Spätestens ab diesem Zeitpunkt müssten alle Alarmglocken läuten, denn in den Alten-, Pflege- und Behindertenheimen sind Schutzmaßnahmen der Mitarbeiter*innen überwiegend die Ausnahme gewesen, obwohl dort die Kontakte noch persönlicher sind als in Kliniken.
von Thorsten Büttner*, arbeitet in der Pflege, Baden-Württemberg (*Name durch die Redaktion geändert)
Die Handhabung der Schutzregelungen ist in den meisten Heimen mit „fahrlässig“ noch freundlich umschrieben. So Krisenstäbe vorhanden sind, reagieren diese erst mit weitergehenden und vorsorgenden Maßnahmen nach aufgetretenen Akutfällen oder mit Tagen Verspätung.
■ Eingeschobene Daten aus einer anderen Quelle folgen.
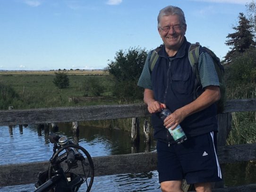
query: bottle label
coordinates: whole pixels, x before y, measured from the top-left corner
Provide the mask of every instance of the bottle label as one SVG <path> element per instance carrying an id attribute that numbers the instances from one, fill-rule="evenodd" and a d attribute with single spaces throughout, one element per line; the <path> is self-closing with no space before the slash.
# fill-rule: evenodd
<path id="1" fill-rule="evenodd" d="M 171 133 L 171 136 L 173 137 L 174 141 L 176 141 L 185 136 L 183 130 L 179 125 L 174 129 L 171 130 L 171 128 L 168 128 L 168 130 Z"/>

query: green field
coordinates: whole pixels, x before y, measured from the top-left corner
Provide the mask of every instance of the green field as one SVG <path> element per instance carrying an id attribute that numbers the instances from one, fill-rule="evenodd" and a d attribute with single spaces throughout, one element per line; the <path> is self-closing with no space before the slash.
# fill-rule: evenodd
<path id="1" fill-rule="evenodd" d="M 0 83 L 9 86 L 18 95 L 18 100 L 12 104 L 17 109 L 89 104 L 85 102 L 69 102 L 68 98 L 83 96 L 85 94 L 94 96 L 91 93 L 93 88 L 88 87 L 86 82 L 96 80 L 104 88 L 102 96 L 112 96 L 113 81 L 107 72 L 101 71 L 68 71 L 67 74 L 69 86 L 62 89 L 58 88 L 53 83 L 54 74 L 53 71 L 1 72 Z M 110 101 L 108 102 L 109 103 Z M 101 103 L 91 102 L 90 104 L 101 104 Z M 104 103 L 103 100 L 102 103 Z"/>

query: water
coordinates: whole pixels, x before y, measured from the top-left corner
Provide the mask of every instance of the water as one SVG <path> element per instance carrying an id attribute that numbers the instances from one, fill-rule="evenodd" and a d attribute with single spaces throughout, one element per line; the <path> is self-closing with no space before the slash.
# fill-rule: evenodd
<path id="1" fill-rule="evenodd" d="M 70 124 L 60 124 L 56 134 L 75 140 Z M 141 137 L 142 136 L 141 136 Z M 0 164 L 47 161 L 52 154 L 53 145 L 43 130 L 29 125 L 21 132 L 18 126 L 12 131 L 7 126 L 0 127 Z M 92 157 L 107 156 L 155 150 L 155 143 L 148 147 L 141 138 L 139 147 L 130 142 L 129 133 L 119 130 L 80 126 L 79 144 Z M 42 170 L 43 171 L 43 170 Z M 0 187 L 0 192 L 32 192 L 34 184 Z M 82 191 L 82 189 L 80 191 Z M 92 192 L 159 192 L 158 174 L 150 171 L 139 174 L 126 174 L 95 177 Z"/>
<path id="2" fill-rule="evenodd" d="M 59 124 L 57 134 L 75 139 L 70 124 Z M 139 147 L 130 142 L 130 134 L 119 130 L 109 130 L 80 126 L 79 145 L 85 148 L 92 157 L 141 152 L 155 150 L 153 141 L 150 147 L 141 138 Z M 141 137 L 142 136 L 141 136 Z M 12 132 L 7 126 L 0 127 L 0 165 L 47 161 L 52 154 L 52 144 L 43 131 L 37 132 L 37 127 L 29 125 L 21 133 L 18 126 Z M 224 165 L 225 186 L 256 183 L 256 163 L 238 162 Z M 43 171 L 43 170 L 42 170 Z M 82 191 L 82 189 L 81 189 Z M 34 184 L 0 187 L 0 192 L 33 192 Z M 158 174 L 150 171 L 136 174 L 126 174 L 95 177 L 92 192 L 160 192 Z"/>

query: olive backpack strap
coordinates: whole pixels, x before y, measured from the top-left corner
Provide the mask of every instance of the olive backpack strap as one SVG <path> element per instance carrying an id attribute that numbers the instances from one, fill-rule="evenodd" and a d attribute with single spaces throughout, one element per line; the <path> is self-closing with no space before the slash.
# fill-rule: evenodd
<path id="1" fill-rule="evenodd" d="M 151 56 L 150 57 L 150 69 L 151 70 L 151 72 L 152 72 L 153 71 L 153 69 L 155 63 L 156 63 L 156 61 L 157 61 L 157 59 L 159 57 L 159 56 L 158 55 L 158 51 L 160 50 L 162 46 L 162 45 L 161 45 L 157 48 L 152 51 Z"/>
<path id="2" fill-rule="evenodd" d="M 196 77 L 194 86 L 194 100 L 197 98 L 197 90 L 202 89 L 202 85 L 198 72 L 198 60 L 199 59 L 199 48 L 201 46 L 199 43 L 191 44 L 188 50 L 188 60 L 191 65 L 192 72 Z"/>

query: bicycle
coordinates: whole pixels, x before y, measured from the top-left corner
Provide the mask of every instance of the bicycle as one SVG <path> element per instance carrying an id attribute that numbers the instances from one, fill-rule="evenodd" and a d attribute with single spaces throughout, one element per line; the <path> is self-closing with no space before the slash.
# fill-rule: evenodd
<path id="1" fill-rule="evenodd" d="M 53 154 L 48 170 L 38 174 L 34 192 L 77 192 L 80 188 L 90 192 L 94 166 L 89 152 L 66 136 L 51 133 L 49 139 Z"/>

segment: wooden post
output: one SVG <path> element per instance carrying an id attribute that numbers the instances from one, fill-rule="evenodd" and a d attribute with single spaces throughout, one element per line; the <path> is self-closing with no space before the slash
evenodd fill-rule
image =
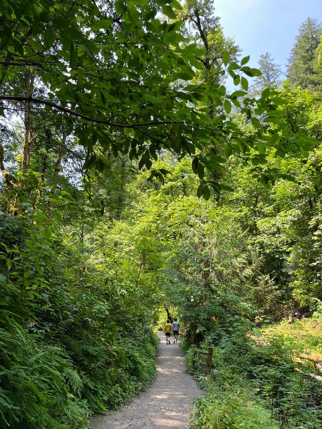
<path id="1" fill-rule="evenodd" d="M 194 369 L 196 366 L 196 353 L 197 352 L 197 346 L 195 344 L 192 345 L 192 368 Z"/>
<path id="2" fill-rule="evenodd" d="M 213 354 L 213 349 L 212 347 L 209 347 L 208 351 L 208 357 L 207 358 L 207 364 L 206 364 L 206 375 L 210 372 L 211 369 L 211 365 L 212 365 L 212 355 Z"/>

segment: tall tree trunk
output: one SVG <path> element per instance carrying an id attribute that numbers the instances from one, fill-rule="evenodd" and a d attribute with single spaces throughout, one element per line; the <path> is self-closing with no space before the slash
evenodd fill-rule
<path id="1" fill-rule="evenodd" d="M 27 69 L 25 75 L 26 84 L 26 95 L 27 97 L 32 97 L 35 82 L 35 71 Z M 24 133 L 24 143 L 22 146 L 22 160 L 21 161 L 21 171 L 26 173 L 30 163 L 31 154 L 32 112 L 32 105 L 27 101 L 25 106 L 24 118 L 25 131 Z"/>
<path id="2" fill-rule="evenodd" d="M 66 129 L 66 125 L 63 122 L 62 135 L 61 136 L 61 141 L 60 142 L 59 149 L 58 149 L 58 153 L 57 155 L 57 159 L 56 160 L 56 164 L 55 165 L 55 169 L 54 170 L 54 175 L 52 178 L 52 186 L 51 187 L 51 189 L 50 190 L 50 197 L 51 198 L 53 197 L 55 195 L 55 191 L 56 191 L 56 187 L 57 187 L 57 184 L 58 182 L 58 175 L 59 174 L 59 171 L 60 171 L 60 169 L 61 168 L 61 160 L 62 159 L 62 157 L 64 156 L 64 153 L 65 153 L 65 150 L 66 149 L 66 138 L 67 130 Z M 48 205 L 48 207 L 50 207 L 52 205 L 51 201 L 49 202 Z"/>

Prävention sieht anders aus, wie man nicht erst seit den Vorfällen in Würzburg oder Wolfsburg weiß. Erst als mehrere Bewohner*innen kurz nacheinander verstarben, wurden die Schutz- und Quarantäneregelungen erhöht und den erforderlichen Umständen angepasst.
Aber auch sonst sieht es an anderen Orten nicht besser aus, denn täglich hält das Virus in immer mehr Betreuungseinrichtungen Einzug, da bis zur ersten ernst auftretenden Situation wie gewohnt weitergearbeitet wird. In einer Behinderteneinrichtung im Kreis Sigmaringen/ BaWü wurde Ende März bei 50 Personen das Virus festgestellt – und das zwei Wochen nach dem Lockdown. Anfragen von Mitarbeiter*innen nach „Persönlichen Schutzausrüstungen“ (PSA), vor allem bei der täglichen Pflege, wurden bisher als oft nicht notwendig abgetan – nicht selten mit dem Zusatz, dass bei den Bewohner*innen ja noch keine Symptome oder Auffälligkeiten aufgetreten seien oder dass die nur noch wenig vorrätigen Utensilien für die dann wirklichen Akutfälle zurückgehalten würden. So wird es am 3.4.2020 in der Stuttgarter Zeitung über die Stuttgarter Stiftung Liebenau zitiert, nachdem dort eine Infektion bei einem Mitarbeiter festgestellt wurde: „Falls notwendig, werde PSA zur Verfügung gestellt“! Selbst einfachste Früherkennungsmaßnahmen, wie täglich zweimaliges Temperaturmessen bei den Bewohner*innen scheint noch nicht überall angekommen zu sein.
Kaputtgespart
In den verschiedenen Wohnheimen gibt es zwar nicht wie in den seit Jahrzehnten herunter gewirtschafteten Krankenhäusern ein Fallpauschalen-(DRG)-System, jedoch wurden diese analog in den sogenannten Pflegesatzverhandlungen mit den Kostenträgern/Kommunen über Jahre mit viel zu niedrigen Pflege- und Betreuungssätzen abgespeist. Die Folge war, dass in einer so geschaffenen Konkurrenzsituation, die Heime ebenfalls anfingen intern zu knapsen. Das geschieht nicht nur, wie bei vielen privatisierten Trägern über die Gehälter, sondern überall: bei Reinigung/Hauswirtschaft, Verpflegung (Essensgelder), Kleidergelder, Wäscher- und Nähereien und Inkontinenzmaterial (die zugestandenen monatlichen Regelsätze reichen oft nur für eine dicke bis zwei dünne Windeln am Tag, der Rest muss aus eigener Tasche zugeschossen werden!) Das und der allerorts stattgefundene Abbau von Vorratshaltungen für Krisenzeiten (dadurch konnten einmalig für eine begrenzte Zeit Ausgaben „gespart“ werden und, ähnlich der just-in-time-Logik der Betriebswirtschaftler und Logistiker, Räume anders verwendet werden) rächt sich nun gewaltig.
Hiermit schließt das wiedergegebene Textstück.